RIGID: A Training-free and Model-Agnostic Framework for Robust AI-Generated Image Detection

Zhiyuan He,Pin-Yu Chen,Tsung-Yi Ho
2024-05-30
Abstract:The rapid advances in generative AI models have empowered the creation of highly realistic images with arbitrary content, raising concerns about potential misuse and harm, such as Deepfakes. Current research focuses on training detectors using large datasets of generated images. However, these training-based solutions are often computationally expensive and show limited generalization to unseen generated images. In this paper, we propose a training-free method to distinguish between real and AI-generated images. We first observe that real images are more robust to tiny noise perturbations than AI-generated images in the representation space of vision foundation models. Based on this observation, we propose RIGID, a training-free and model-agnostic method for robust AI-generated image detection. RIGID is a simple yet effective approach that identifies whether an image is AI-generated by comparing the representation similarity between the original and the noise-perturbed counterpart. Our evaluation on a diverse set of AI-generated images and benchmarks shows that RIGID significantly outperforms existing trainingbased and training-free detectors. In particular, the average performance of RIGID exceeds the current best training-free method by more than 25%. Importantly, RIGID exhibits strong generalization across different image generation methods and robustness to image corruptions.

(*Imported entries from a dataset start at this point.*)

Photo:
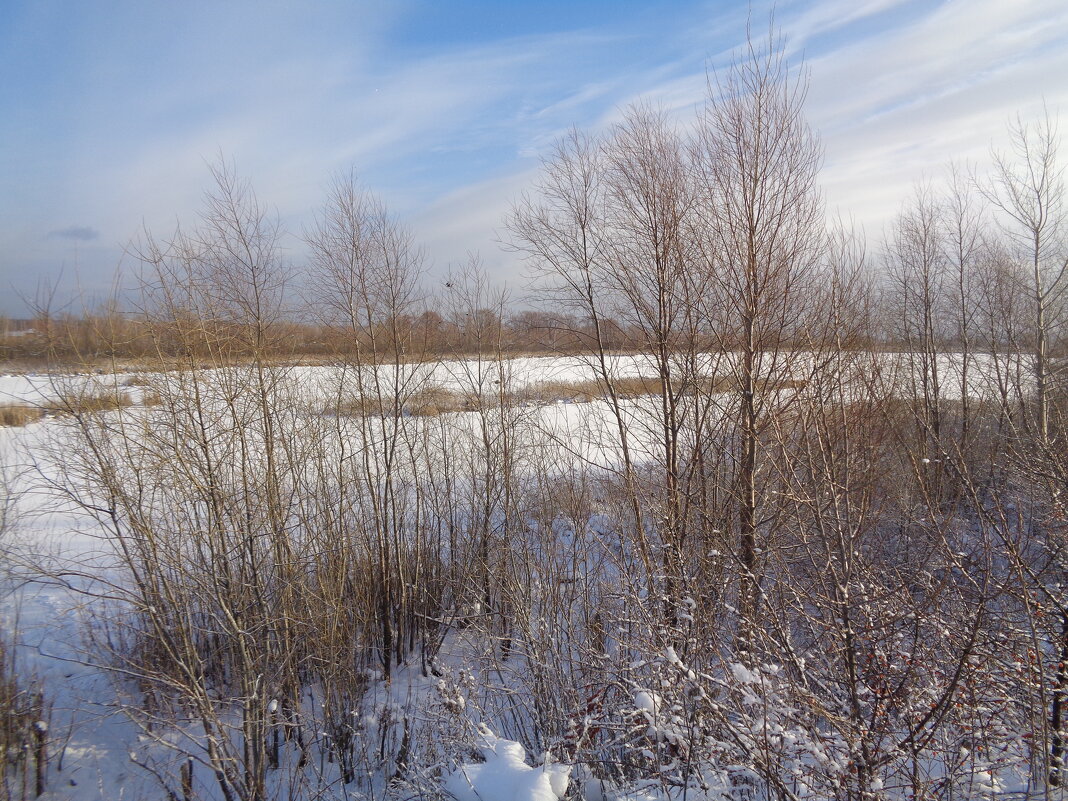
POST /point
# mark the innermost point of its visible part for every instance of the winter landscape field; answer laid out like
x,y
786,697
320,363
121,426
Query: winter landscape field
x,y
677,485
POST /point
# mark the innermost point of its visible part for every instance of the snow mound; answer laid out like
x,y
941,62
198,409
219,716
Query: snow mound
x,y
506,776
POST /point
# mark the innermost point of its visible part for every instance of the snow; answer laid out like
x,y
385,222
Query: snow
x,y
647,702
505,775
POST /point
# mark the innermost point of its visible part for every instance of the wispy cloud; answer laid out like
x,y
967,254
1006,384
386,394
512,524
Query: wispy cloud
x,y
77,233
450,129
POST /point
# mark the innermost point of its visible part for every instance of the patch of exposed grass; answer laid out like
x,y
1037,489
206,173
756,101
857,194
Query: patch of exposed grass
x,y
14,414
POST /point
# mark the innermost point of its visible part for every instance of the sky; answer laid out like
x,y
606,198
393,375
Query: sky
x,y
111,111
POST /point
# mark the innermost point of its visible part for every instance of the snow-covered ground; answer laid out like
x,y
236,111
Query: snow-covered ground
x,y
97,752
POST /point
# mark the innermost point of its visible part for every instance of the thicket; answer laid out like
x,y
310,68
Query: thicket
x,y
792,566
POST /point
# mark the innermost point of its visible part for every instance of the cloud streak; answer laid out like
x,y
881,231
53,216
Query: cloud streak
x,y
449,129
75,233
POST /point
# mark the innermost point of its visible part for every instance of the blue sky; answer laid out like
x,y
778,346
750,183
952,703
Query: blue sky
x,y
110,111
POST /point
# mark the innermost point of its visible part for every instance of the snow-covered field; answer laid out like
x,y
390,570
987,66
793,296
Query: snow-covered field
x,y
97,754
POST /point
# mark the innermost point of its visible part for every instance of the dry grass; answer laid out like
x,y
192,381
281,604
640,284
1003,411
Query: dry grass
x,y
436,399
90,403
14,415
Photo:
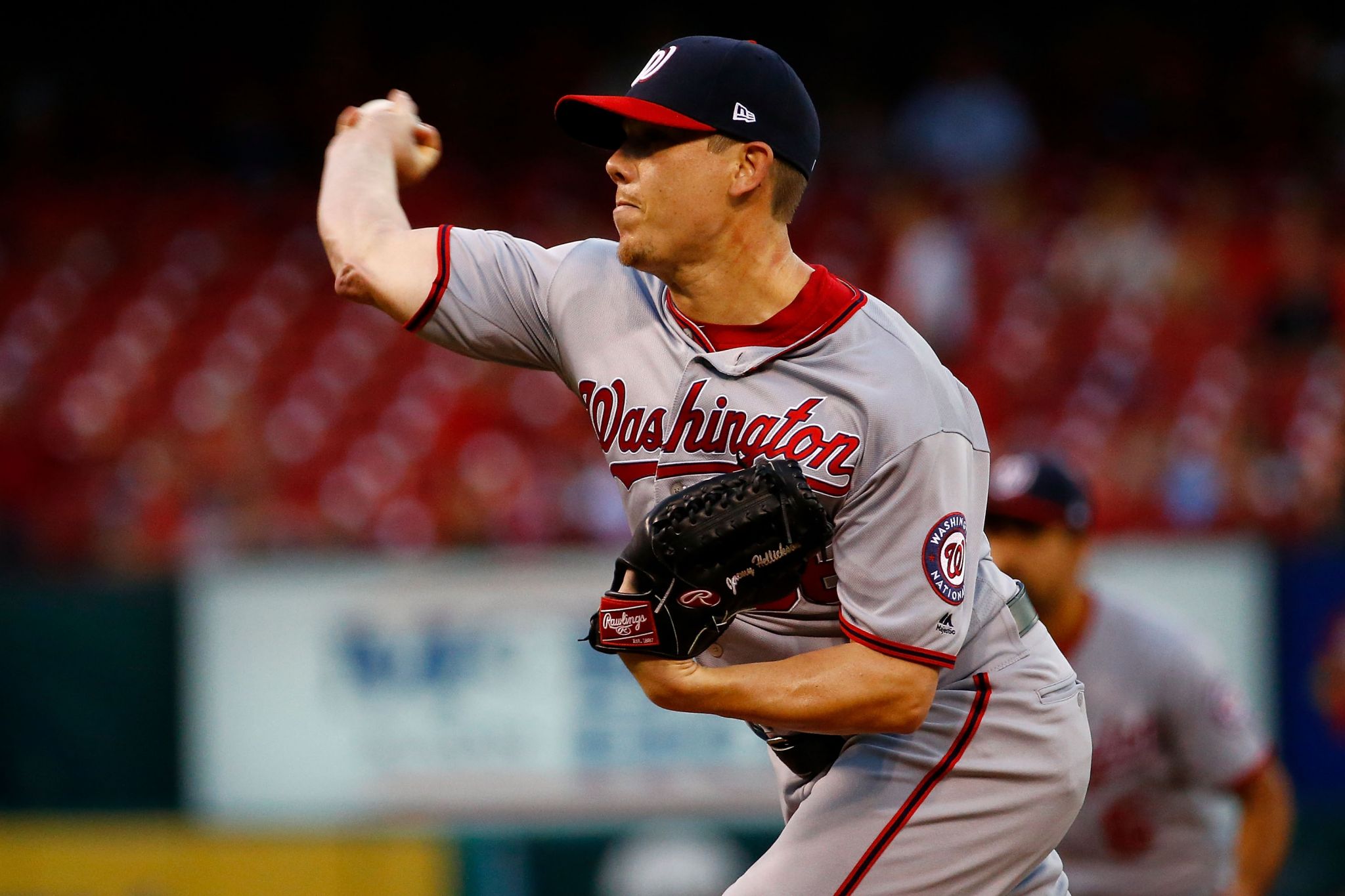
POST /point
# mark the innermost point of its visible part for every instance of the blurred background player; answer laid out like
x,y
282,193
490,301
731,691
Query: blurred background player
x,y
1172,735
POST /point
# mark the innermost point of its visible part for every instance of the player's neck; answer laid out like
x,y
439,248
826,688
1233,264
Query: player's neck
x,y
747,280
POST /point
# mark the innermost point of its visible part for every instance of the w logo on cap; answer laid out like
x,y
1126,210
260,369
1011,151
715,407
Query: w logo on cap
x,y
655,62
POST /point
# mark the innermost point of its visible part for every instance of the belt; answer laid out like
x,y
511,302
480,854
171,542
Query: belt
x,y
1024,613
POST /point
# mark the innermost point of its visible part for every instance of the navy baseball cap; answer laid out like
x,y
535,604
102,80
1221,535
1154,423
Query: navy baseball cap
x,y
735,88
1034,489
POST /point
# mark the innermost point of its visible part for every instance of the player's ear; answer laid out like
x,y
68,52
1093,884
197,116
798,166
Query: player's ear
x,y
755,161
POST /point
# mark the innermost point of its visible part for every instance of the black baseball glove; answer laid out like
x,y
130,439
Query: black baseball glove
x,y
704,555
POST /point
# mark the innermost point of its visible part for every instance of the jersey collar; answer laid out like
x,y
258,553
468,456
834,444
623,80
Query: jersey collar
x,y
822,307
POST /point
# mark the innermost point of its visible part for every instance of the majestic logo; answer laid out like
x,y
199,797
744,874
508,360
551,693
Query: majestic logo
x,y
655,62
944,557
626,622
716,431
699,598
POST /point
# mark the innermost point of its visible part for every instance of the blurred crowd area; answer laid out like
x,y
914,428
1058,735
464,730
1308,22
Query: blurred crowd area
x,y
1128,241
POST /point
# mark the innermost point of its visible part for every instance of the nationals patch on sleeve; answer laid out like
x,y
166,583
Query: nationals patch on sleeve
x,y
946,555
626,624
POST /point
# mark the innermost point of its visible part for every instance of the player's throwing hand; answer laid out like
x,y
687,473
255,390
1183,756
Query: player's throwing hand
x,y
416,146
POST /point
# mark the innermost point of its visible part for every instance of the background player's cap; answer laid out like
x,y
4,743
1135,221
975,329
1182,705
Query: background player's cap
x,y
1034,489
735,88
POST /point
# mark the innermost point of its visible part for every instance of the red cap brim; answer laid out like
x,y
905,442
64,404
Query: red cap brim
x,y
598,120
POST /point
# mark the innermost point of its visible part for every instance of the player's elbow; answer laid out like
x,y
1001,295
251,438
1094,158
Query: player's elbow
x,y
903,716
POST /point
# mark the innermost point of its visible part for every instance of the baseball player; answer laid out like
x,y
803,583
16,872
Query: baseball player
x,y
1170,733
930,736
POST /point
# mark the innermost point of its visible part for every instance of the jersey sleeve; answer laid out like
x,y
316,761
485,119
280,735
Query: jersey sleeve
x,y
1208,719
489,299
906,554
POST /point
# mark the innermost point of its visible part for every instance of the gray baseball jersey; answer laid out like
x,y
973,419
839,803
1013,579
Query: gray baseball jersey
x,y
893,445
1172,735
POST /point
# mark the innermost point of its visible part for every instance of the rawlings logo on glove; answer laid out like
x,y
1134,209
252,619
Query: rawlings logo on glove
x,y
726,544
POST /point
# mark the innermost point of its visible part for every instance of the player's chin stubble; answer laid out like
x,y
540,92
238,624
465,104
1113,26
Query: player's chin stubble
x,y
631,253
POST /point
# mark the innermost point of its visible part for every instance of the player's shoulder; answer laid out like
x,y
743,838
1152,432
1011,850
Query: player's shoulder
x,y
912,393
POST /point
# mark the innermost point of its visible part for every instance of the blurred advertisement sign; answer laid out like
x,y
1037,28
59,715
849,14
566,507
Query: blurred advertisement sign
x,y
449,689
169,859
1313,670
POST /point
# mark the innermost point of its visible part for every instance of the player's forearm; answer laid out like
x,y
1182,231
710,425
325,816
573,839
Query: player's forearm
x,y
844,689
1268,821
358,203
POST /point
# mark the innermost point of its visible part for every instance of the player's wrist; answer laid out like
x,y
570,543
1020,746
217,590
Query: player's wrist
x,y
670,684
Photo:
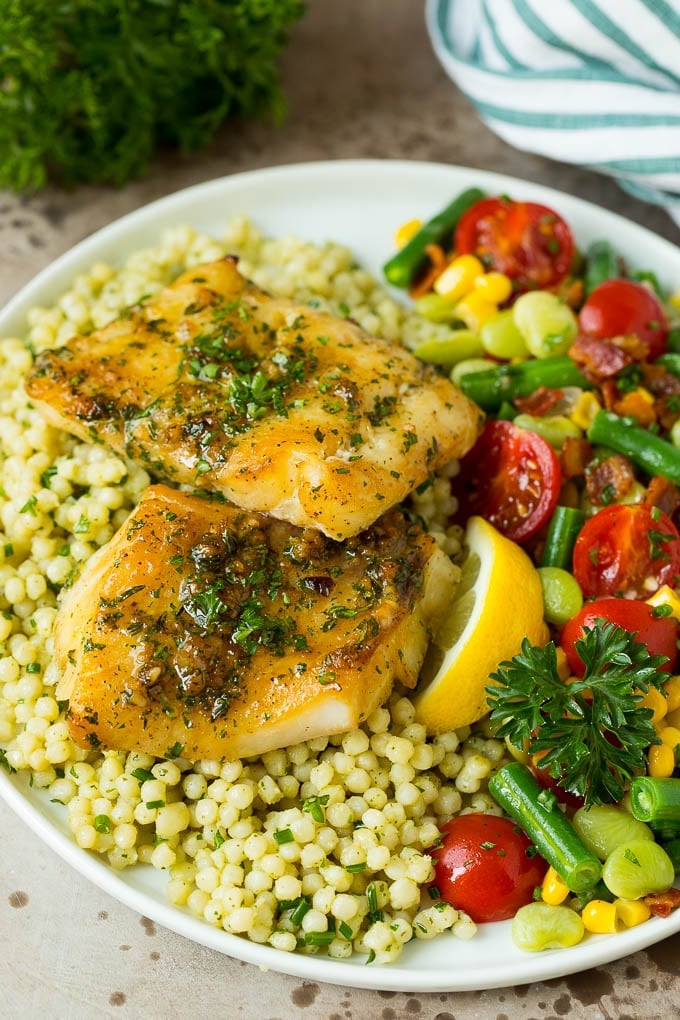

Computer Vision and Pattern Recognition
What problem does this paper attempt to address?
This paper focuses on how to detect images generated by artificial intelligence without training and without relying on specific models. With the progress of deep learning in image generation, highly realistic images have been generated, but they also bring risks of misuse, such as Deepfakes. Existing methods usually require a large dataset of real and generated images to train detectors, but this approach is expensive and difficult to generalize to unseen generated images. The paper proposes a new method called RIGID, which does not require training and does not depend on specific models. RIGID is based on the observation that real images are more robust to small noise perturbations in the representation space of visual basic models compared to AI-generated images. Leveraging this characteristic, RIGID identifies whether an image is AI-generated by comparing the similarity of representations between the original image and the image perturbed by noise. Experiments show that RIGID outperforms existing trained and untrained detectors in various AI-generated image datasets and benchmark tests, and it has the ability to generalize across different generation methods and robustness against image corruption. In summary, the paper aims to address the problem of efficiently and untrainedly detecting images generated by artificial intelligence to reduce potential misuse risks and improve the performance and robustness of detection.